A unos setecientos kilómetros de allí, en Corcubión, un bonito pueblo coruñés próximo al cabo Finisterre, que forma con la localidad de Cee una aglomeración de unos diez mil habitantes, el cabo primero de la Guardia Civil José Souto, a quien sus compañeros llamaban cariñosamente Holmes por su perspicacia, descolgaba el teléfono en su minúsculo despacho, apenas mayor que la mesa del abogado Félix Bermúdez.

—Diga.

—Cabo, soy Ferreiro. Hay en la entrada un hombre que dice que ha visto algo raro y quiere hablar contigo.

—¿Algo raro? ¿Qué quiere decir eso?

—No sé, cabo. Algo raro en el mar; no quiere decírmelo a mí.

—Vale, ahora salgo, que me espere ahí.

El cabo José Souto se acercó a la entrada y saludó a un aldeano que conocía de vista. El hombre empezó enseguida a explicarle que, por la mañana, estaba en su barca pescando calamares, fondeado frente a la playa de Arnela, cuando vio pasar un yate bastante grande. Se quedó mirándolo y observó algo raro. Cogió los prismáticos, los enfocó y vio a unos hombres que se estaban peleando en cubierta.

—¿Peleando? —lo interrumpió el cabo—. ¿Cuántos eran?

—Eran tres.

—¿Y…?

—Pues que a uno lo atizaron con un bichero o algo parecido y se cayó al mar.

—¡Se cayó al mar! ¿Y qué hicieron los otros?

—Eso es lo raro, cabo. Pensé que iban a tirarle un salvavidas o bajar un bote, pero se metieron dentro y el yate siguió navegando, como si tal cosa.

—¿Y usted qué hizo?

—¿Qué quiere que hiciera? Cuando vi que el yate se alejaba, recogí las poteras, arranqué y me acerqué a ver si encontraba al hombre en el agua. Estuve media hora dando vueltas, pero no lo encontré. Entonces me vine a Corcubión a decírselo a usted.

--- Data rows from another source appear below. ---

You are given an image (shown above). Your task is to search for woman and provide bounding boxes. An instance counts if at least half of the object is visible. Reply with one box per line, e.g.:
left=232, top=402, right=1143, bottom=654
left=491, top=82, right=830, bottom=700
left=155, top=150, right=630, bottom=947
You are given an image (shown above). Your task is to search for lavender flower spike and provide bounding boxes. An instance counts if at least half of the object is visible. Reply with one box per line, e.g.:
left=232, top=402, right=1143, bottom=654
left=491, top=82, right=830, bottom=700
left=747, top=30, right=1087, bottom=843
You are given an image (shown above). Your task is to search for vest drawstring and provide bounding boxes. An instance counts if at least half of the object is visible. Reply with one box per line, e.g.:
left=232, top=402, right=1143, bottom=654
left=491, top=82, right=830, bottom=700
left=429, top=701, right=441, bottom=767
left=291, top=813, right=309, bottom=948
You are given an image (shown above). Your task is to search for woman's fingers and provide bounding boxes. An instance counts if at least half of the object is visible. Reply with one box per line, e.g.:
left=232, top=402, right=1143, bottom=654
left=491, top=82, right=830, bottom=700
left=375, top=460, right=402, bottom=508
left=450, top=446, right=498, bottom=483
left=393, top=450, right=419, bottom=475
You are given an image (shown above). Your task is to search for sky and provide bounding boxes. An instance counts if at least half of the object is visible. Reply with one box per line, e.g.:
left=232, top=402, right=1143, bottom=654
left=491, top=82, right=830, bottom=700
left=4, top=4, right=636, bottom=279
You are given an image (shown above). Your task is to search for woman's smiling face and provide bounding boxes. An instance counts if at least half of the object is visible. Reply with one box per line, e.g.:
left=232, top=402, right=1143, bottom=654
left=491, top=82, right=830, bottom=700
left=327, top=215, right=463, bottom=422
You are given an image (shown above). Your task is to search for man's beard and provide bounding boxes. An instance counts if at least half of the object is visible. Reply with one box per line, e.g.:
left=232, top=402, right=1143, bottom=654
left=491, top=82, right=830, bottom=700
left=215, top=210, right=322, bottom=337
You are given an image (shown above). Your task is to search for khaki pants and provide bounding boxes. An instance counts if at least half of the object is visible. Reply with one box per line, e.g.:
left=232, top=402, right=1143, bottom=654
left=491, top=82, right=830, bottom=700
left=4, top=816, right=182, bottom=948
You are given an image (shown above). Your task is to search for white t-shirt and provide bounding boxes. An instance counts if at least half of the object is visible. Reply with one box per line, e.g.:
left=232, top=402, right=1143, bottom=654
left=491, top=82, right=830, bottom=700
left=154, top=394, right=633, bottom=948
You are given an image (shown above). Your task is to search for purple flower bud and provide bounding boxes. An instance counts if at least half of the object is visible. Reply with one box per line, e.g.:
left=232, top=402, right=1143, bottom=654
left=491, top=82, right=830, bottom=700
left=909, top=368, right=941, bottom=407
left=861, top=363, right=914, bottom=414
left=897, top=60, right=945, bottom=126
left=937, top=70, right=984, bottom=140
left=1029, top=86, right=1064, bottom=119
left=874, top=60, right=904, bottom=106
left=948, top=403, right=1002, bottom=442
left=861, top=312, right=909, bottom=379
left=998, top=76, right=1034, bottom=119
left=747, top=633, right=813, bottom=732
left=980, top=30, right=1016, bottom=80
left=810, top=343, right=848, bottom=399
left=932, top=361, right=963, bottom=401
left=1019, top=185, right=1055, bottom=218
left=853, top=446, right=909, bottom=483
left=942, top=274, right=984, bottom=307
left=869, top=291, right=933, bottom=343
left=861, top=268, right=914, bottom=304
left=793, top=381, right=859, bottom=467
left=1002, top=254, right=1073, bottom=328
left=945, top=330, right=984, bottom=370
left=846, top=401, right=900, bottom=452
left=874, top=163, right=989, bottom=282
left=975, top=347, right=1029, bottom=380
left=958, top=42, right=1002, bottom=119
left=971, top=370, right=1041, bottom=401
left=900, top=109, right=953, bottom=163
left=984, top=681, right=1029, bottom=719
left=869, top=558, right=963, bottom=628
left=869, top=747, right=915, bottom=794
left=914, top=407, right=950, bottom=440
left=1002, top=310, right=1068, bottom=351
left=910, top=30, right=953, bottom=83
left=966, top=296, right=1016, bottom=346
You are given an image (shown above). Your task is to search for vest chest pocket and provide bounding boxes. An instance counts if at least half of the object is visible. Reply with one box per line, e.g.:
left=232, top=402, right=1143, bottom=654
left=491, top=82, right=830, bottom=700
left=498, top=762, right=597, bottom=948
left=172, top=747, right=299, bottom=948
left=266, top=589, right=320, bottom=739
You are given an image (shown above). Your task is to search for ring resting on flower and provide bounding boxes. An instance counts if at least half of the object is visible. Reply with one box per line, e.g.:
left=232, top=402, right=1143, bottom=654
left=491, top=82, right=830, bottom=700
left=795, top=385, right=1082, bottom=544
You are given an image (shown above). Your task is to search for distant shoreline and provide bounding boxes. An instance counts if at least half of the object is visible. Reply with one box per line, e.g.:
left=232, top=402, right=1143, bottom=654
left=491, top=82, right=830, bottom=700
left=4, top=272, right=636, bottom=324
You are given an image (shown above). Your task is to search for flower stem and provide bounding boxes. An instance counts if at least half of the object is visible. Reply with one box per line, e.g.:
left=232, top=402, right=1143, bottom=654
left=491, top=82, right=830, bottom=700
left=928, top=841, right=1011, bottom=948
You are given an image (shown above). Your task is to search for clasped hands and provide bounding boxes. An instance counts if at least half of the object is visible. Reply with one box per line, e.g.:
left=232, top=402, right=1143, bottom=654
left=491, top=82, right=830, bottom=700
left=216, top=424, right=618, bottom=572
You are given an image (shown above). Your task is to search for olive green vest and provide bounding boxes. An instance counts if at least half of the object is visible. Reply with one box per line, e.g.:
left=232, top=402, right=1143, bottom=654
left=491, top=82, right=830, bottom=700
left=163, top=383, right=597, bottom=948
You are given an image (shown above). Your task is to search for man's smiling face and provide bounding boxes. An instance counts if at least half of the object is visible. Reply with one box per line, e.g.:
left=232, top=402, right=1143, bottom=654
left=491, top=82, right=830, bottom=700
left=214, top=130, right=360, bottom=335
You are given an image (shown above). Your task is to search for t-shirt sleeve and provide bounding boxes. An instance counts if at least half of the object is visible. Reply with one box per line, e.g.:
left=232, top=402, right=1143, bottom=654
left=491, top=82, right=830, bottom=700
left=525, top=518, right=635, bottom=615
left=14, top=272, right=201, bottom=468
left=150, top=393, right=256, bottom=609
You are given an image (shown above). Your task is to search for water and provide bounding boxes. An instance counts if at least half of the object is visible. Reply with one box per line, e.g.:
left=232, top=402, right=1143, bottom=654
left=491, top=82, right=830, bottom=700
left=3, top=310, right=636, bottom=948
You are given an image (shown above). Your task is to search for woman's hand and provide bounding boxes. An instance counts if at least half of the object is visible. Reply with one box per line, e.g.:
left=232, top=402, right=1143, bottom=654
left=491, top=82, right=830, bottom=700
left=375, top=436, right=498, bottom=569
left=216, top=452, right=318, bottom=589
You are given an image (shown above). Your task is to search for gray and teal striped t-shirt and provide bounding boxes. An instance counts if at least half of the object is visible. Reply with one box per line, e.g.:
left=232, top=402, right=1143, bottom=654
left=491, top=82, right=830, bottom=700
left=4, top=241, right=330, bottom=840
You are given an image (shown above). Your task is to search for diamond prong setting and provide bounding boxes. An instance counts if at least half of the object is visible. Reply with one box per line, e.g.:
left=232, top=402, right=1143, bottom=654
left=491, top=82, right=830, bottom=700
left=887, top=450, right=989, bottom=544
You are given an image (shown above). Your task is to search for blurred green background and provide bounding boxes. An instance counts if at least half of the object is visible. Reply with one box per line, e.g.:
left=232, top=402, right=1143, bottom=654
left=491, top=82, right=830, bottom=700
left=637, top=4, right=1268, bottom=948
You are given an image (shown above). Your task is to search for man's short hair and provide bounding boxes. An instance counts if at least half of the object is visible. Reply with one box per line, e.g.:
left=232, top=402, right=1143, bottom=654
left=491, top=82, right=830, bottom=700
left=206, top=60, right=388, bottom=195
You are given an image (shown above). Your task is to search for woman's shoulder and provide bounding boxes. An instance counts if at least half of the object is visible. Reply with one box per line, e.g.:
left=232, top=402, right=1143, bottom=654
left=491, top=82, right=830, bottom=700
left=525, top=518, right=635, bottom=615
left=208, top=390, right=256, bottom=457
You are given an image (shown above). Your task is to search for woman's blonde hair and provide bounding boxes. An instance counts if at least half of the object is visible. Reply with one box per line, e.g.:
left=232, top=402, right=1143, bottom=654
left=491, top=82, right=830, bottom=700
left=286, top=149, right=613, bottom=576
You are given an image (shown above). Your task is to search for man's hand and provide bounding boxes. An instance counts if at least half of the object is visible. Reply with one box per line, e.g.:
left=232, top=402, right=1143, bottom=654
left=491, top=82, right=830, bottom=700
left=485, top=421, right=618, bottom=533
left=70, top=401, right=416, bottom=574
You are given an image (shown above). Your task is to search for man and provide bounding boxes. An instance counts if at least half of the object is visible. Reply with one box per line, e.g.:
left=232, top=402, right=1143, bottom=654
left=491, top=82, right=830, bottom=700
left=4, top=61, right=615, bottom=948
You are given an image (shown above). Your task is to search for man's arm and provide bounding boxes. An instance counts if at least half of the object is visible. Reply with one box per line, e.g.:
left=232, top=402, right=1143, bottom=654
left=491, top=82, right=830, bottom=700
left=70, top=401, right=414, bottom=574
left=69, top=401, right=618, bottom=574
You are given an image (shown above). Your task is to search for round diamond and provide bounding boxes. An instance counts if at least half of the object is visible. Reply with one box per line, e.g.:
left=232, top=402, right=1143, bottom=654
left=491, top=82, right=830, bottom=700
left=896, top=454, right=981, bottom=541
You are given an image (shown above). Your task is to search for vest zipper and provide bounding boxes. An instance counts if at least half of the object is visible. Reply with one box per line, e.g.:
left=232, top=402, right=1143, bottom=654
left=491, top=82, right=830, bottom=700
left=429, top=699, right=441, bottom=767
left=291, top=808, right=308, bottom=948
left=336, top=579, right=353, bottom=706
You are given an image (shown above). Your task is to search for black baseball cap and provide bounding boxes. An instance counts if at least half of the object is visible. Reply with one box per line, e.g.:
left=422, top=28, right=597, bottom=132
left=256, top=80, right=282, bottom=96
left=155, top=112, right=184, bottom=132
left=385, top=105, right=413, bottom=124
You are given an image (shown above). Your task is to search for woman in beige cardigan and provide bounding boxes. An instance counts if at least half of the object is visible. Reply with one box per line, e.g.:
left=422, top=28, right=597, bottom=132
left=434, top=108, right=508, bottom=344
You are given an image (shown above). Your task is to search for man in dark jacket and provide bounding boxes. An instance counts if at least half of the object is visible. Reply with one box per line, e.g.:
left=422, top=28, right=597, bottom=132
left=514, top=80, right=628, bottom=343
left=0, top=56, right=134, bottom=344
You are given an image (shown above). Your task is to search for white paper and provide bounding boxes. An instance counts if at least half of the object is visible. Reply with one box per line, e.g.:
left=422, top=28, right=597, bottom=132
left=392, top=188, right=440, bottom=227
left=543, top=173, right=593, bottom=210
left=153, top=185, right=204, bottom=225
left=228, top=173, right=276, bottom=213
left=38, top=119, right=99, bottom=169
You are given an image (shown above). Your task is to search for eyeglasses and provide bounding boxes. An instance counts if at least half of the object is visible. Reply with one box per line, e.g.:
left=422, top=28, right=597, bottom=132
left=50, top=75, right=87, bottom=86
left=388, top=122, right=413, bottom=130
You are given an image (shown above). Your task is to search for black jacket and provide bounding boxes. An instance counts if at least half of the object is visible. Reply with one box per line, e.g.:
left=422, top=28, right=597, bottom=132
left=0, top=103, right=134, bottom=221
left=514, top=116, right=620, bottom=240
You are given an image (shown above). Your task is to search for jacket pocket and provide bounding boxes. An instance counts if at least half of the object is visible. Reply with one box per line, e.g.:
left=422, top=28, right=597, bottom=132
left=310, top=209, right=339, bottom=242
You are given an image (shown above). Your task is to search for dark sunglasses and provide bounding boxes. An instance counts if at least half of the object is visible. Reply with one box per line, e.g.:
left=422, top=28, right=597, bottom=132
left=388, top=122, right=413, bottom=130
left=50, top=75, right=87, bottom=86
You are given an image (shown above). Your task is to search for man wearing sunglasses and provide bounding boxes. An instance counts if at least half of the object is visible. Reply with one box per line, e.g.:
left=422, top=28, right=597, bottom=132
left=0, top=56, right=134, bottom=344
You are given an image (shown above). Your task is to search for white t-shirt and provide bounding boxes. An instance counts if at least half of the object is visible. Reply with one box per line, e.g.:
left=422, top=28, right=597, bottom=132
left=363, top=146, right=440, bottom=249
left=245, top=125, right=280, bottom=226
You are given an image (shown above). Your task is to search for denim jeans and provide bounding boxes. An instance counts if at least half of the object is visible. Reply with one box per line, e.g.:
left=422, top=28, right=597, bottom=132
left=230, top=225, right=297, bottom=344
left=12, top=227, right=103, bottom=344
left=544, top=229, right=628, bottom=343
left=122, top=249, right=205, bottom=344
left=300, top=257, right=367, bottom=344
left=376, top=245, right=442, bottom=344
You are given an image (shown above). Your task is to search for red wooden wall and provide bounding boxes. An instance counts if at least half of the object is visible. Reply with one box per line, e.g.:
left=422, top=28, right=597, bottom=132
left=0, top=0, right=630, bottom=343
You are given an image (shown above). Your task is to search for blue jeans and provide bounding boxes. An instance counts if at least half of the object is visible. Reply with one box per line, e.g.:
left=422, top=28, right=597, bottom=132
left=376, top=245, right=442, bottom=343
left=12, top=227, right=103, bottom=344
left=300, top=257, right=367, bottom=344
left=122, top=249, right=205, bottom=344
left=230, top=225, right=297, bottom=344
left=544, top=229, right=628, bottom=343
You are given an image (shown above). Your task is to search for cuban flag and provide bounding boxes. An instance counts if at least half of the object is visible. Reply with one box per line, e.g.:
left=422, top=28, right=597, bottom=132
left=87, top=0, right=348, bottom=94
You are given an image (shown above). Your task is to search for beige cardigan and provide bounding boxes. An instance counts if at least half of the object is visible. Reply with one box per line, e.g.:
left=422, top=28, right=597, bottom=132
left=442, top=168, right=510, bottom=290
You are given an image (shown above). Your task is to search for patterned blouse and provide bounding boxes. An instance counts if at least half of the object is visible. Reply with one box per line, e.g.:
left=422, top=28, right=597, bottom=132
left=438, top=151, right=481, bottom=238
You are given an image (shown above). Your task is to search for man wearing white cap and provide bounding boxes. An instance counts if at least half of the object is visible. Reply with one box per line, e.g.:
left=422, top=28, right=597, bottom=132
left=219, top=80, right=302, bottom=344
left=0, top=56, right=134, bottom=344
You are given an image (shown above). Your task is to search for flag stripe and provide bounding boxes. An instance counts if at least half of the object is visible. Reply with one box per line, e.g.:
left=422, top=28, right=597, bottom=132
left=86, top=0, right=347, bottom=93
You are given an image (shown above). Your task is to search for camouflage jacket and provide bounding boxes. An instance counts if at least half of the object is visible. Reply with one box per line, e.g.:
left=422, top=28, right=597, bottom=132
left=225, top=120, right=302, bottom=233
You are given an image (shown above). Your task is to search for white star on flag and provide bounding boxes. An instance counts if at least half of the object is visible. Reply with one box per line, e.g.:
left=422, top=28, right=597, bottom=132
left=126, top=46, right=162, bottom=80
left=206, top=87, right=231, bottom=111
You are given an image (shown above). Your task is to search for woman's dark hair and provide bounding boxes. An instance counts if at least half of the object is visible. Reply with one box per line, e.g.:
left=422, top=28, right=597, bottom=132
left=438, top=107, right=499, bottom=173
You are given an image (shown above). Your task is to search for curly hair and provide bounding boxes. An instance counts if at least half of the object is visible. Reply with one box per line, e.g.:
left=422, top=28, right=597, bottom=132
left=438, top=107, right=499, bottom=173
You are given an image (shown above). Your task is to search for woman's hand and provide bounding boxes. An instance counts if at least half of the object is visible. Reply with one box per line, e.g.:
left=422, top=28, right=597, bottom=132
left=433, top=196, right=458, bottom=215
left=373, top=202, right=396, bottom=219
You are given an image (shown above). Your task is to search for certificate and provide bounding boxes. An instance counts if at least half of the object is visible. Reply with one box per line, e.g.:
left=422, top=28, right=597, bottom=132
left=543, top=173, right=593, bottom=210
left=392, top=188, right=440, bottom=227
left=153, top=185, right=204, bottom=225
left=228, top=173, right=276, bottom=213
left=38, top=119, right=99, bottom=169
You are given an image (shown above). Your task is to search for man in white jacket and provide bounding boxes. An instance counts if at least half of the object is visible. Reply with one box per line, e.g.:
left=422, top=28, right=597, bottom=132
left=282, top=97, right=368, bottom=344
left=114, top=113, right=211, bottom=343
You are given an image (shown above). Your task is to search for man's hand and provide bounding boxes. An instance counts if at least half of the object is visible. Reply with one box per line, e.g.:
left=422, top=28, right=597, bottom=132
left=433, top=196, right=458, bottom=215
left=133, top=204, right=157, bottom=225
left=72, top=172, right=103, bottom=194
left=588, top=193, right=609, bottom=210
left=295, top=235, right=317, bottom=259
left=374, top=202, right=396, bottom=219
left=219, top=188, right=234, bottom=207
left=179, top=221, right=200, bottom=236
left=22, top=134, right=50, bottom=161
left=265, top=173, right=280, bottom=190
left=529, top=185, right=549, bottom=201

El cabo Souto miró hacia la ría, que brillaba bajo el sol de mediodía, y le dijo al hombre que entrara en el cuartel. Este se sentó frente a él, echó un vistazo a su alrededor y le dijo meneando la cabeza:

—Cabo, tiene usted un despacho más pequeño que mi lancha.

Souto, que estaba harto de los comentarios que solía escuchar acerca de su despacho, se limitó a contestarle:

—El dinero de los contribuyentes no da para más. —Se sentó y sacó su cuaderno de notas—. Vamos a ver, perdone, no recuerdo su nombre…

—José Canido; tengo una casa rural en Castrexe, ya sabe, frente a la playa de Rostro.

—Ah, sí, Canido; ya caigo. ¿Recuerda qué hora era cuando pasó el barco?

—Serían las ocho y media, aproximadamente.

—¿Puede darme una descripción del barco?

—Le puedo dar algo mejor, cabo. —Metió la mano en el bolsillo y sacó un teléfono—. Le hice una foto con el móvil.

—¿Le hizo una foto al barco? ¡Coño, Canido, es usted un tío listo!

—Ya ve, se me ocurrió.

Una gran sonrisa, algo poco frecuente en él, iluminó el rostro del cabo Souto, pues nada lo hacía más feliz que esa clase de ocurrencias, y tuvo que contenerse para no abrazar a Canido. ¡Una foto del barco!, se dijo, ¡qué más se puede pedir!

Esperó pacientemente a que el hombre encendiera el teléfono móvil y buscara la foto, lo que le pareció una tarea ardua al observar sus manazas, con dedos gruesos como el palo de una escoba y unas uñas que parecían haber sido cortadas a mordiscos. El hombre tardó, pero lo consiguió y, finalmente, le mostró orgulloso la foto al cabo. Por desgracia, la calidad de la imagen era pésima y el barco estaba demasiado lejos para que pudieran apreciarse detalles.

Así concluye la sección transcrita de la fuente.